The Katzenbach memo and all other actions taken by the Johnson administration were due to politics and national security concerns, not a good faith effort to find all the facts about what led up to JFKs murder.
The memo basically admits that Oswald's background is suspicious and invites conspiracy speculation. Duh.
Assuming that Katzenbach, Johnson, and other insiders knew about Oswald's trip to Mexico City weeks before the assassination, I don't buy that he was totally convinced that Oswald acted alone so soon after 11/22/63.
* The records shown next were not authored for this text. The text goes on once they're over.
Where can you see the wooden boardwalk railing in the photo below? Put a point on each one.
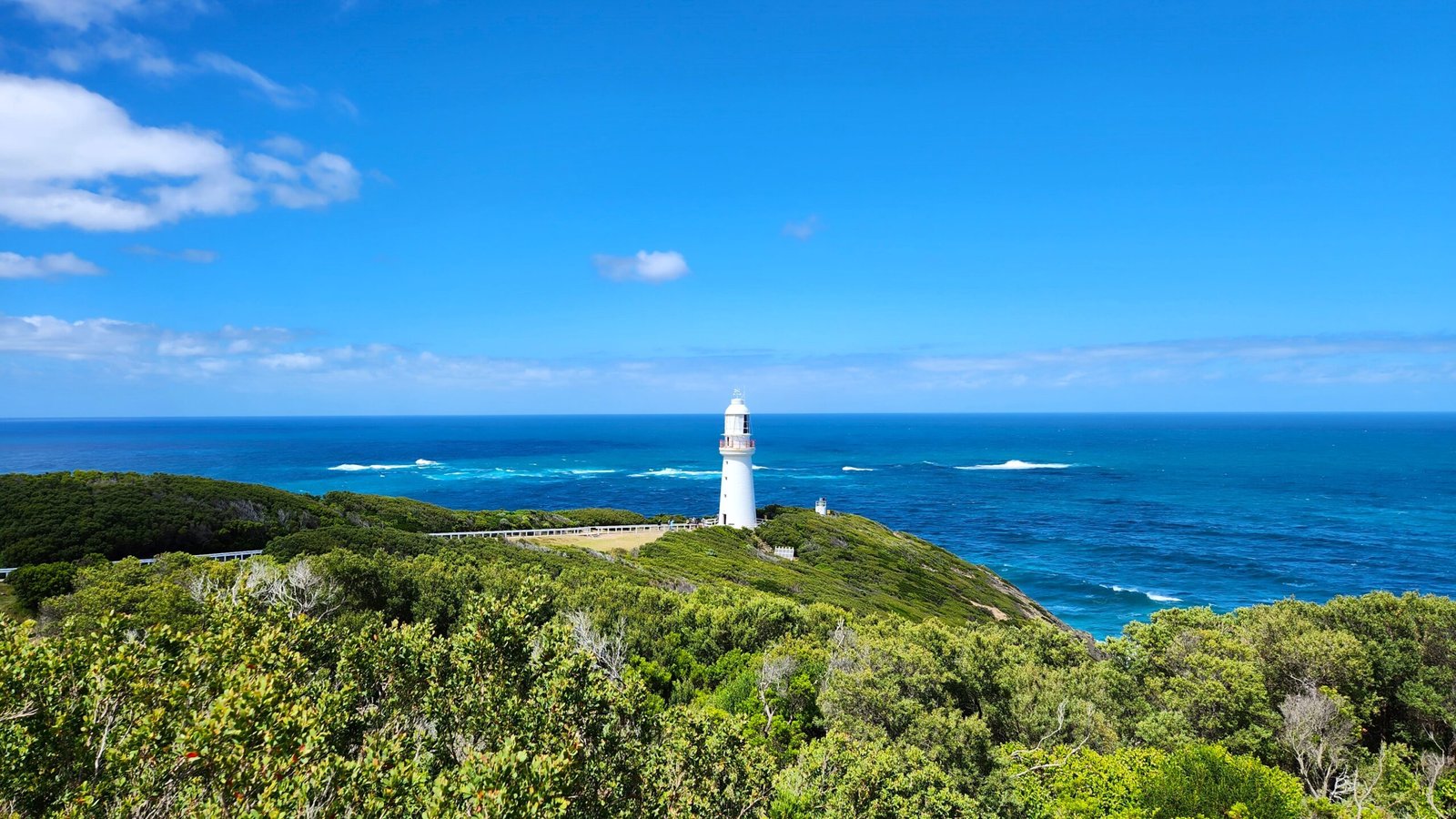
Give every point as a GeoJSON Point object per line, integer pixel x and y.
{"type": "Point", "coordinates": [5, 573]}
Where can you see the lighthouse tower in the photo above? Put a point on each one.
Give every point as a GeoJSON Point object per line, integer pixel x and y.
{"type": "Point", "coordinates": [735, 504]}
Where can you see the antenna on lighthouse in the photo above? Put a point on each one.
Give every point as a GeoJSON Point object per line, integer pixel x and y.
{"type": "Point", "coordinates": [735, 503]}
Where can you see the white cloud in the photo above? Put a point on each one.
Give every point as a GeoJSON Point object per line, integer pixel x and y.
{"type": "Point", "coordinates": [69, 157]}
{"type": "Point", "coordinates": [1336, 359]}
{"type": "Point", "coordinates": [15, 266]}
{"type": "Point", "coordinates": [803, 229]}
{"type": "Point", "coordinates": [140, 346]}
{"type": "Point", "coordinates": [283, 145]}
{"type": "Point", "coordinates": [291, 361]}
{"type": "Point", "coordinates": [322, 179]}
{"type": "Point", "coordinates": [652, 267]}
{"type": "Point", "coordinates": [1223, 372]}
{"type": "Point", "coordinates": [86, 14]}
{"type": "Point", "coordinates": [114, 46]}
{"type": "Point", "coordinates": [184, 256]}
{"type": "Point", "coordinates": [278, 94]}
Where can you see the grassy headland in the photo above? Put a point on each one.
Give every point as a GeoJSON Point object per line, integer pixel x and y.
{"type": "Point", "coordinates": [360, 668]}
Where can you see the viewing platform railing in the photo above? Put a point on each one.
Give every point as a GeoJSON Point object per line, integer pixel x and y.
{"type": "Point", "coordinates": [572, 531]}
{"type": "Point", "coordinates": [6, 573]}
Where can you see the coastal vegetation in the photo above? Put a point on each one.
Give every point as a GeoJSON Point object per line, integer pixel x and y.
{"type": "Point", "coordinates": [361, 669]}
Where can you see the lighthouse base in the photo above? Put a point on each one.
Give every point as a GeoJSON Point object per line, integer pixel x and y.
{"type": "Point", "coordinates": [735, 503]}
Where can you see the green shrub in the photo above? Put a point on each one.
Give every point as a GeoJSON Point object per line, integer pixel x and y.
{"type": "Point", "coordinates": [35, 583]}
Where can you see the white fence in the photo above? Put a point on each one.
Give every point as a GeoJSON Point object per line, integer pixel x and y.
{"type": "Point", "coordinates": [572, 531]}
{"type": "Point", "coordinates": [5, 573]}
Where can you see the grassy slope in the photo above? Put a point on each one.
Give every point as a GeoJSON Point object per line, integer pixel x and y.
{"type": "Point", "coordinates": [844, 560]}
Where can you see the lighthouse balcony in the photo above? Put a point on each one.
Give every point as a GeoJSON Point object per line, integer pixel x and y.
{"type": "Point", "coordinates": [737, 443]}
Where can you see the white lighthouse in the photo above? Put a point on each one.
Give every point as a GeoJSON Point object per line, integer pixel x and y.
{"type": "Point", "coordinates": [735, 504]}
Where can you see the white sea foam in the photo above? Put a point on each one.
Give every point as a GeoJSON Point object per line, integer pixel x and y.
{"type": "Point", "coordinates": [1152, 596]}
{"type": "Point", "coordinates": [1016, 465]}
{"type": "Point", "coordinates": [379, 467]}
{"type": "Point", "coordinates": [672, 472]}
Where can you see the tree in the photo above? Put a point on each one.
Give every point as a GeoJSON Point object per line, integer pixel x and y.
{"type": "Point", "coordinates": [1320, 733]}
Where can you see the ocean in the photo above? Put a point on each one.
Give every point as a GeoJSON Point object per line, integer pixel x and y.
{"type": "Point", "coordinates": [1103, 519]}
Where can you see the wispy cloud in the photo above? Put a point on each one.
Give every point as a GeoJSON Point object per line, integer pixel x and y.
{"type": "Point", "coordinates": [70, 157]}
{"type": "Point", "coordinates": [1283, 359]}
{"type": "Point", "coordinates": [803, 229]}
{"type": "Point", "coordinates": [652, 267]}
{"type": "Point", "coordinates": [277, 360]}
{"type": "Point", "coordinates": [15, 266]}
{"type": "Point", "coordinates": [278, 94]}
{"type": "Point", "coordinates": [193, 256]}
{"type": "Point", "coordinates": [85, 14]}
{"type": "Point", "coordinates": [140, 53]}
Even if Katzenbach assumed that all the shots were fired by Oswald only, it couldn't be ruled out within 48 hours that a guy who lived in the USSR and had recently traveled to the Cuban and Soviet embassies in Mexico had no accomplices.
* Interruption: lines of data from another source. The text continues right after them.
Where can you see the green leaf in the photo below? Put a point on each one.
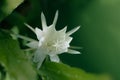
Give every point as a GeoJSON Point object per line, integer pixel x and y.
{"type": "Point", "coordinates": [60, 71]}
{"type": "Point", "coordinates": [13, 59]}
{"type": "Point", "coordinates": [7, 6]}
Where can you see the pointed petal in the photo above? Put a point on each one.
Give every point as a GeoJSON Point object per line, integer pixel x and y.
{"type": "Point", "coordinates": [29, 27]}
{"type": "Point", "coordinates": [73, 30]}
{"type": "Point", "coordinates": [39, 57]}
{"type": "Point", "coordinates": [63, 30]}
{"type": "Point", "coordinates": [54, 58]}
{"type": "Point", "coordinates": [33, 44]}
{"type": "Point", "coordinates": [44, 24]}
{"type": "Point", "coordinates": [55, 19]}
{"type": "Point", "coordinates": [73, 51]}
{"type": "Point", "coordinates": [69, 39]}
{"type": "Point", "coordinates": [38, 33]}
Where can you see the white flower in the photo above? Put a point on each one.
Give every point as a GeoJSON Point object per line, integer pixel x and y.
{"type": "Point", "coordinates": [50, 41]}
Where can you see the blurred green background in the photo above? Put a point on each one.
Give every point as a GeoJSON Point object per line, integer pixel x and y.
{"type": "Point", "coordinates": [99, 35]}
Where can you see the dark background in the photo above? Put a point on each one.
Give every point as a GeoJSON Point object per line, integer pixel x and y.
{"type": "Point", "coordinates": [99, 35]}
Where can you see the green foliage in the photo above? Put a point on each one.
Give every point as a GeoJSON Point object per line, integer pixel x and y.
{"type": "Point", "coordinates": [13, 59]}
{"type": "Point", "coordinates": [59, 71]}
{"type": "Point", "coordinates": [7, 6]}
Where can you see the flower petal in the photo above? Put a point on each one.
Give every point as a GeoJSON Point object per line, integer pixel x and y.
{"type": "Point", "coordinates": [38, 33]}
{"type": "Point", "coordinates": [73, 30]}
{"type": "Point", "coordinates": [73, 51]}
{"type": "Point", "coordinates": [54, 58]}
{"type": "Point", "coordinates": [32, 44]}
{"type": "Point", "coordinates": [29, 27]}
{"type": "Point", "coordinates": [63, 30]}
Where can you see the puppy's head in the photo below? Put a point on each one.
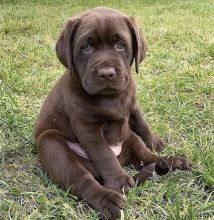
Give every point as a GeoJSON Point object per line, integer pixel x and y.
{"type": "Point", "coordinates": [100, 45]}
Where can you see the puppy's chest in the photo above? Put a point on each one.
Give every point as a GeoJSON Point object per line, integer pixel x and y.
{"type": "Point", "coordinates": [114, 132]}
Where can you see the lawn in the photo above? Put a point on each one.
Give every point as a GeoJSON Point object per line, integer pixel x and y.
{"type": "Point", "coordinates": [175, 91]}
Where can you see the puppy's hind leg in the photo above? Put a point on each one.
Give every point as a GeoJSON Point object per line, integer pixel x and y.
{"type": "Point", "coordinates": [141, 157]}
{"type": "Point", "coordinates": [65, 168]}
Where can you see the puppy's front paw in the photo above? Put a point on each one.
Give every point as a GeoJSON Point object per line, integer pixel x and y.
{"type": "Point", "coordinates": [109, 204]}
{"type": "Point", "coordinates": [167, 164]}
{"type": "Point", "coordinates": [119, 183]}
{"type": "Point", "coordinates": [155, 144]}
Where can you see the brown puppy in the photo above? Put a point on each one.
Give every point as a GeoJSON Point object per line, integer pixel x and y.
{"type": "Point", "coordinates": [90, 124]}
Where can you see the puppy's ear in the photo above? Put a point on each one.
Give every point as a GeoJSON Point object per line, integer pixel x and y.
{"type": "Point", "coordinates": [138, 42]}
{"type": "Point", "coordinates": [64, 45]}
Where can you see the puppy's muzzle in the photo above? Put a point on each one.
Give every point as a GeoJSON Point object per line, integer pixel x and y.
{"type": "Point", "coordinates": [106, 74]}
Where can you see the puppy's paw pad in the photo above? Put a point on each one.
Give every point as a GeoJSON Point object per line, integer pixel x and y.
{"type": "Point", "coordinates": [169, 164]}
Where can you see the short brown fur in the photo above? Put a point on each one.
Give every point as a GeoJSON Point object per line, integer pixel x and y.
{"type": "Point", "coordinates": [94, 104]}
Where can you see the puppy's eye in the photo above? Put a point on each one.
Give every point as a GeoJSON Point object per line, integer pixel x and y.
{"type": "Point", "coordinates": [87, 48]}
{"type": "Point", "coordinates": [120, 46]}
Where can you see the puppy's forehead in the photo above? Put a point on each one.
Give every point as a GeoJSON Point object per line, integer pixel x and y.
{"type": "Point", "coordinates": [103, 26]}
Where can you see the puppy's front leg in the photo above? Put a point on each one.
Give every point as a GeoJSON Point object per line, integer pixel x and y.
{"type": "Point", "coordinates": [90, 137]}
{"type": "Point", "coordinates": [139, 154]}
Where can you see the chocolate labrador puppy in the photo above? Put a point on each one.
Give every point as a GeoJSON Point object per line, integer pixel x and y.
{"type": "Point", "coordinates": [90, 125]}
Katzenbach, Johnson, and others were concerned about the politics, not the truth. This is confirmed by Johnson admitting years later that he didn't believe Oswald acted alone:
"Johnson expressed his belief that the assassination in Dallas had been part of a conspiracy. “I never believed that Oswald acted alone, although I can accept that he pulled the trigger.” Johnson said that when he had taken office he found that “we had been operating a damned Murder Inc. in the Caribbean.” A year or so before Kennedy’s death a CIA-backed assassination team had been picked up in Havana. Johnson speculated that Dallas had been a retaliation for this thwarted attempt, although he couldn’t prove it".https://www.theatlantic.com/magazine/archive/2013/08/lbj-oswald-wasnt-alone/309486/RFK, Gerald Ford, and Nixon all expressed similar sentiments in private. Johnson was the only one to say it publicly.
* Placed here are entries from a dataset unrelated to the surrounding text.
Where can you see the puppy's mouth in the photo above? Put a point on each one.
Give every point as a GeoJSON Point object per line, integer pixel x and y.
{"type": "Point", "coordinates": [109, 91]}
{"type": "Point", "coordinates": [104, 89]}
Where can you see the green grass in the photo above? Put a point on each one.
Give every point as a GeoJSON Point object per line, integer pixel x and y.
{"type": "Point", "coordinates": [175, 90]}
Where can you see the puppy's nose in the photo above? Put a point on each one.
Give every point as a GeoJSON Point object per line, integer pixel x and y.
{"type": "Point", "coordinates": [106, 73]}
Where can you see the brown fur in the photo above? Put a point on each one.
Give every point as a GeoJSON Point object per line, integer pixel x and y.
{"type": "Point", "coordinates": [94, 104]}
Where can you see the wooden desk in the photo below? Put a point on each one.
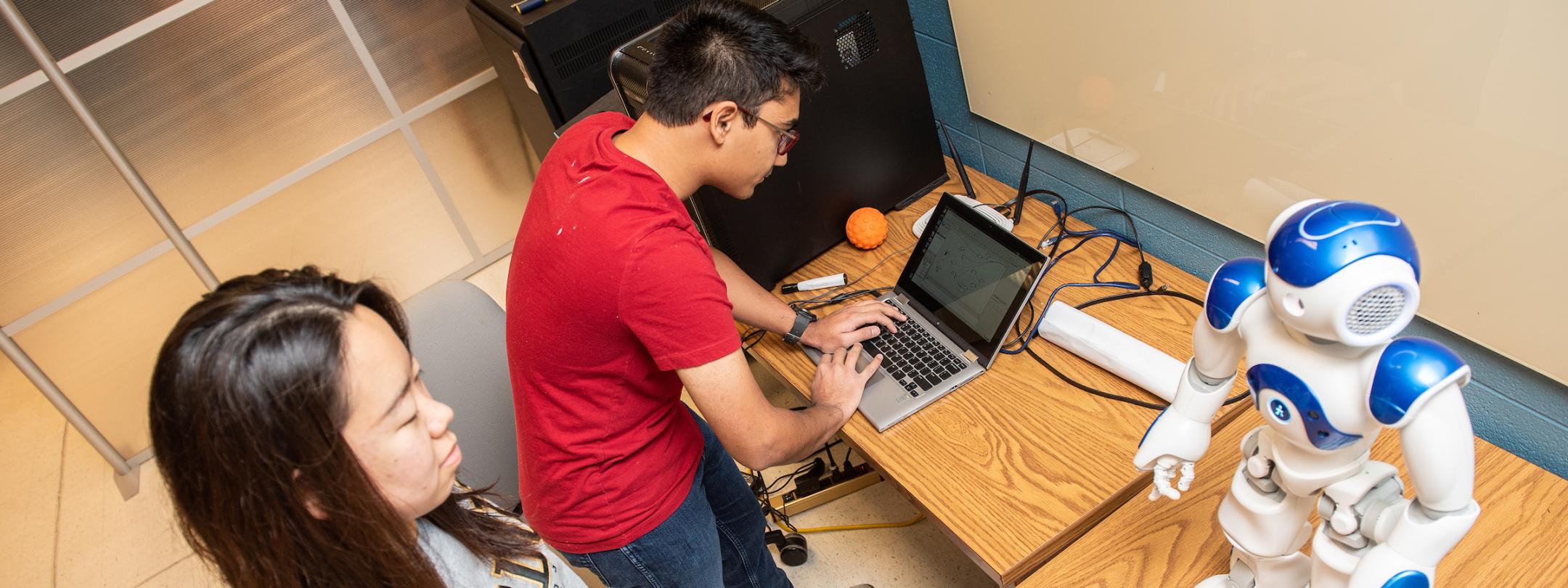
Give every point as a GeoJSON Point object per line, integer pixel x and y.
{"type": "Point", "coordinates": [1016, 463]}
{"type": "Point", "coordinates": [1518, 540]}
Then the Warren Commission followed the evidence that led them to the ingenious Single Bullet Theory (or Fact). Critics are jealous because they have nothing as clever (yet Occam's razoresque) and scientifically-sound that "solves" the assassination. Their lamebrain theories and goofball trajectory gyrations will always come up short.
There has never been a bullet in history that did what CE399 did and came out looking as clean.